3,000 articles involved in the total 25%
For this time raising the export tax rebate rate, an expert from the Development Research Center of the State Council stated that the export tax rebate is not a subsidy for export products. Instead, it considers that the product must also collect value-added tax in the importing country. Therefore, it will refund the local value-added tax when exporting. An international practice of repeated taxation should not be used as a policy measure to regulate the scale of exports. The government should strengthen the stability and coherence of foreign trade policies. On the other hand, the State Administration of Taxation has recently conducted research and improvement on the adjustment plan for the collection of enterprise income tax, and has officially solicited opinions from various local governments. The Letter of the State Administration of Taxation on the Opinions on the Adjustment of the Scope of the Collection of Enterprise Income Tax Management has clearly stated that the corporate income tax of banks (credit agencies) and insurance companies is regulated by the national taxation authority, and the corporate income tax of other types of financial enterprises is managed by the local taxation department.

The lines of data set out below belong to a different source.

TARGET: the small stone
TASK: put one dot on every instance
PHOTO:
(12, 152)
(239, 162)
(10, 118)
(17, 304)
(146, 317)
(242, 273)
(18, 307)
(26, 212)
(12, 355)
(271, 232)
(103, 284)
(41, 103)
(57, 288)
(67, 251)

Corporate Income Tax Collection and Management Adjustment The basic plan for the adjustment of the scope of the enterprise income tax collection of the State Administration of Taxation is to use â—‹8 year as the base year, and the actual management households will not make adjustments in â—‹8. â—‹ After nine years of new management, enterprises that are liable to pay value-added tax shall have their corporate income tax regulated by the state taxation department; for enterprises that are liable to pay business tax, the enterprise income tax shall be regulated by the local taxation department.
At the same time, special provisions are made for the following newly added enterprises: Enterprises whose income tax income is fully attributable to the central government and those that are subject to business tax at the national tax department are subject to corporate taxation. The corporate income tax of banks (credit agencies) and insurance companies is managed by the national tax authority, and the corporate income tax of other types of financial enterprises is managed by the local tax department. The corporate income tax of foreign-invested enterprises is still managed by the national tax department.